Turkey’s lira weakened for a fourth-straight day against the dollar early on Friday, driven lower by a rise in U.S. bond yields and concerns about monetary policy.
The lira dropped by as much as 1.9 percent to 7.47 per dollar, erasing all the gains it made this year, before recovering to trade little changed at 7.33 against the U.S. currency. It had traded as strong as 6.88 per dollar last week.
Yields on 10-year U.S. Treasuries have risen the most since 2016 this month, prompting investors to sell high-yielding but riskier emerging market assets. Concerns among investors that Turkey’s central bank will avoid further hikes to interest rates due to political pressure have added to the lira selloff.
The lira had rallied by 20 percent from a record low of 8.58 per dollar since early November after President Recep Tayyip Erdoğan pledged market-friendly economic policies and replaced the central bank governor and treasury and finance minister.
New central bank governor Naci Ağbal raised interest rates to 17 percent from 10.25 percent in November and December but has kept rates on hold since despite mounting inflationary pressures. Meanwhile, the government has yet to announce a package of economic reforms.

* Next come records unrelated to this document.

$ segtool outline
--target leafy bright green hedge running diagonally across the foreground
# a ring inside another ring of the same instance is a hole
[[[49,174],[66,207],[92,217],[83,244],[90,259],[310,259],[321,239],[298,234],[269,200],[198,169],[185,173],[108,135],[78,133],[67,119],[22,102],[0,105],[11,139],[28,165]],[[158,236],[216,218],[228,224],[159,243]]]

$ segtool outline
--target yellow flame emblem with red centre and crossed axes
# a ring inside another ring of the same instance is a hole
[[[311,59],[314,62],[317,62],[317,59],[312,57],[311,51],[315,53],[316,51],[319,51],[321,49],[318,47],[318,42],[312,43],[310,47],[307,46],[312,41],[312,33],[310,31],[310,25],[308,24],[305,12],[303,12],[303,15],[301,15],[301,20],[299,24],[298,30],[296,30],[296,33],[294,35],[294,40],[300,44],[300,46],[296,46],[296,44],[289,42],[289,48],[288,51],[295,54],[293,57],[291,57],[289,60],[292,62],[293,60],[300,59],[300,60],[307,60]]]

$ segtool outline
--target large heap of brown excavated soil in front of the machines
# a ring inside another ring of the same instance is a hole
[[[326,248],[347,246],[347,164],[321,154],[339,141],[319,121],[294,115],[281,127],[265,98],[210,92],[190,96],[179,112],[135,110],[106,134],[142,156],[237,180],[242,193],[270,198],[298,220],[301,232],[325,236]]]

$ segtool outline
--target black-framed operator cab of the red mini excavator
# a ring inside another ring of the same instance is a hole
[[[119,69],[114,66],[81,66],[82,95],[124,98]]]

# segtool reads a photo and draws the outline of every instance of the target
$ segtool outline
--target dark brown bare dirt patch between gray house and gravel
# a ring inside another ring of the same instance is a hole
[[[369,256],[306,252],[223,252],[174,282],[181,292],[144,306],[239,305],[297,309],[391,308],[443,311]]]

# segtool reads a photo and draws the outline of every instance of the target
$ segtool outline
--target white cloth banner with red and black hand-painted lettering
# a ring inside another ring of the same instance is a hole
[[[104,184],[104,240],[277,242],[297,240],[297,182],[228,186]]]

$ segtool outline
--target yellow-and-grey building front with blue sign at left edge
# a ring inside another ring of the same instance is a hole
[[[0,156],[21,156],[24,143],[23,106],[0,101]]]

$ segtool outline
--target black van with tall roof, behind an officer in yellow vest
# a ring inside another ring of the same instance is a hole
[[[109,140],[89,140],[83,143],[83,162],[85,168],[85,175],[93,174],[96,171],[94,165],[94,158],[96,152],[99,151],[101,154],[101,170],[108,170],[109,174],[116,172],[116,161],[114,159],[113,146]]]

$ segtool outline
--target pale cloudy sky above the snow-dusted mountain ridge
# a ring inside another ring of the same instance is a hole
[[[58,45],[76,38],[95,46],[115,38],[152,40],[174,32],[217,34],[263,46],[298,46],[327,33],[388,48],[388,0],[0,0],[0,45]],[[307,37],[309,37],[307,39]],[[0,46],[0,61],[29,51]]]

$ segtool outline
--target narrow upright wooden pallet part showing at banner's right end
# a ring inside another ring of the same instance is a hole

“Ağbal has been excellent since he was appointed – like a breath of fresh air. But I really think the last two policy decisions were mistakes,” said Tim Ash, senior emerging markets strategist at BlueBay Asset Management in London. “Signalling inflation is going high but then not acting was a mistake. It left the lira vulnerable again.”
Over the past week, Erdoğan and his new finance minister have defended former Treasury and Finance Minister Berat Albayrak’s unorthodox economic policies, which led to last year’s lira sell-off. Albayrak is the president’s son-in-law. Erdoğan’s support for Albayrak has raised concerns that he may return to government.
On Wednesday, Ağbal hiked lira reserve requirements for banks and lowered them for dollars and gold to defend the lira. Some investors interpreted the decision as reluctance on the central bank’s part to raise interest rates further and as a throwback to the unconventional policies that it employed last year.
Goldman Sachs analysts wrote in a report this week that market participants may see the central bank’s decision on the required reserves as a sign that it is unable to deliver tighter monetary policy via a regular rate hike. Erdoğan opposes higher interest rates saying they are inflationary and has replaced two central bank governors in two years.
Consumer price inflation in Turkey accelerated to 15 percent in January and is expected to head higher in the coming three months. The central bank’s year-end goal for inflation is 9.4 percent.